A touch of bitterness twisted his mouth. Gone were the Councils at Paranor when many voices and many minds had joined in finding solutions to the problems of mankind. The Druids, the wise men of old, were no more. The histories and Paranor and all the hopes and dreams they had once inspired were lost, and only he remained.
All of the problems of mankind were now his, as they always had been his and would continue to be his for as long as he lived. That decision, too, had been his to make. He had made it when he had chosen to be what he was. But he was the last. Would there be another to make the same decision when he was gone?
Alone, uncertain, he stood at the edge of the forest shadows and looked down at Brin Ohmsford.

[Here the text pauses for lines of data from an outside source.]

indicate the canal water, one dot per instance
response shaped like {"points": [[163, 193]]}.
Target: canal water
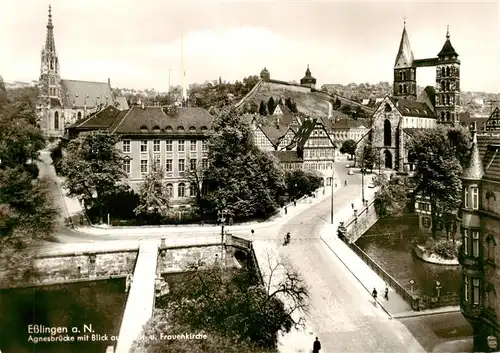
{"points": [[98, 305], [389, 243]]}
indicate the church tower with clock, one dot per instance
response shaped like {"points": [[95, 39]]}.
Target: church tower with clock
{"points": [[448, 84]]}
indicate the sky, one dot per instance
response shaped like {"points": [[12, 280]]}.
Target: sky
{"points": [[137, 43]]}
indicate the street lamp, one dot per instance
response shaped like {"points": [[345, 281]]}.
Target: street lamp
{"points": [[222, 218]]}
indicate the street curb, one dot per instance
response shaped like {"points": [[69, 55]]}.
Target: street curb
{"points": [[446, 310], [368, 290]]}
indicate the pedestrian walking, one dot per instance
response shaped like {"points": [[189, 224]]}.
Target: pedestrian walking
{"points": [[374, 295], [316, 346]]}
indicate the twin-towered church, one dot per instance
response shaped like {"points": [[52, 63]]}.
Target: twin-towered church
{"points": [[398, 116]]}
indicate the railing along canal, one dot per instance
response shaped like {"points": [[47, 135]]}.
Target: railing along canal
{"points": [[416, 301]]}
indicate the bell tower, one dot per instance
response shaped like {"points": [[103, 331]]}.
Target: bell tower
{"points": [[448, 84], [49, 69], [405, 80]]}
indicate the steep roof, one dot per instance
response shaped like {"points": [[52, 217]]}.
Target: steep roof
{"points": [[85, 93], [412, 108], [491, 162], [287, 156], [493, 122], [428, 96], [474, 170], [347, 123], [447, 49], [188, 120], [102, 119], [121, 103], [405, 54]]}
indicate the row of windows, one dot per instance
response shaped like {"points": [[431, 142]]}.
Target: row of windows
{"points": [[181, 165], [476, 297], [126, 146], [475, 251], [321, 153]]}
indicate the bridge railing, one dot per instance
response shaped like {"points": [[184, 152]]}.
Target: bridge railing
{"points": [[387, 278]]}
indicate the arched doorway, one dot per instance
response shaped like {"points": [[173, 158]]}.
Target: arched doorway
{"points": [[388, 159], [387, 133], [56, 121]]}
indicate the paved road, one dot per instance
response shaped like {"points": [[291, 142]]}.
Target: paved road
{"points": [[342, 314]]}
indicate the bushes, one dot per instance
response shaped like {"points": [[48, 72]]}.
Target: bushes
{"points": [[444, 248]]}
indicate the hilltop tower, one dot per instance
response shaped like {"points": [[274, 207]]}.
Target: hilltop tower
{"points": [[448, 84], [405, 80]]}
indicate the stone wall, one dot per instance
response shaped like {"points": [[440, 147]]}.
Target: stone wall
{"points": [[81, 266], [178, 259], [365, 219]]}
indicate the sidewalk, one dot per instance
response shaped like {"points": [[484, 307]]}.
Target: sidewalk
{"points": [[360, 270], [302, 205]]}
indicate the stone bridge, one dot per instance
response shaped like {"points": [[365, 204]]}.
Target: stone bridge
{"points": [[352, 229]]}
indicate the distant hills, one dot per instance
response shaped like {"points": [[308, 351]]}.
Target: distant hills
{"points": [[474, 102]]}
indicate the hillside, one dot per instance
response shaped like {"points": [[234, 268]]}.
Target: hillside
{"points": [[473, 102], [309, 102]]}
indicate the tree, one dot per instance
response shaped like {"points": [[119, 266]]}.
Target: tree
{"points": [[348, 147], [93, 168], [271, 104], [301, 182], [262, 108], [241, 177], [437, 173], [233, 304], [392, 197], [153, 196]]}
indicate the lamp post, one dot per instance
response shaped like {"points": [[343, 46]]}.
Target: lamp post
{"points": [[331, 197], [222, 218]]}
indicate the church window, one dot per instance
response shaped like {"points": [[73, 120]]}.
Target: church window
{"points": [[466, 241], [491, 247], [475, 243], [56, 121], [387, 133], [466, 288], [475, 291], [475, 198]]}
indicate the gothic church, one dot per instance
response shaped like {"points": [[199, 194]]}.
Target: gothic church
{"points": [[62, 102], [398, 117]]}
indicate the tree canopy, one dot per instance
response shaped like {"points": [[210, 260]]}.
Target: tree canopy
{"points": [[93, 169], [348, 147], [242, 178], [438, 170]]}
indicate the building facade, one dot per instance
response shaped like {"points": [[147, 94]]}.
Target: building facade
{"points": [[150, 137], [63, 102], [479, 255]]}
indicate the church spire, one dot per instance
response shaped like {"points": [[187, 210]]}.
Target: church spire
{"points": [[405, 54], [50, 45]]}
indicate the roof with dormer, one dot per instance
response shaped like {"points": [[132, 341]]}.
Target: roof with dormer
{"points": [[405, 54], [474, 170], [447, 49], [148, 121], [412, 108]]}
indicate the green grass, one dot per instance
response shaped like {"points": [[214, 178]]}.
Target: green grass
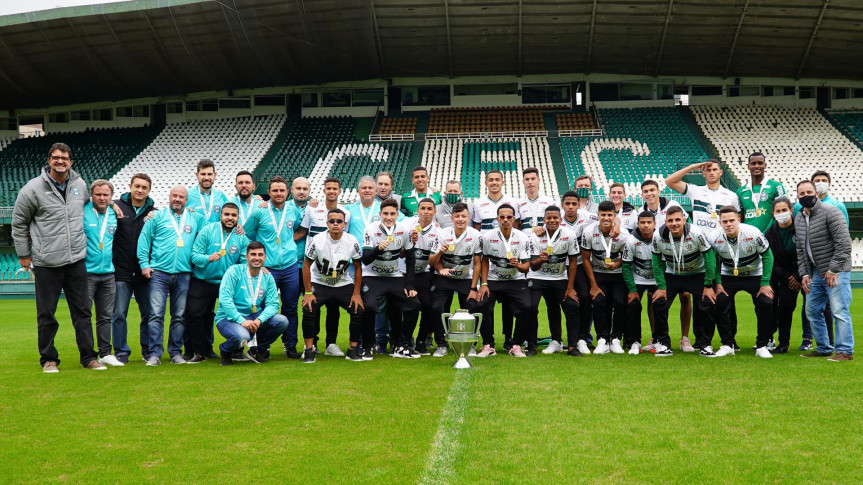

They rode east again at daybreak. It was another brilliant, sun-filled autumn day—warm, sweet, and alive with dreams of what could be. As night fled westward from the Wolfsktaag, the sun lifted out of the eastern horizon, slipping from the forestline in golden streamers that stretched and spread to the darkest corners of the land and chased the gloom before them. Even within the vast and empty solitude of the forbidden mountains there was a feeling of comfort and peace.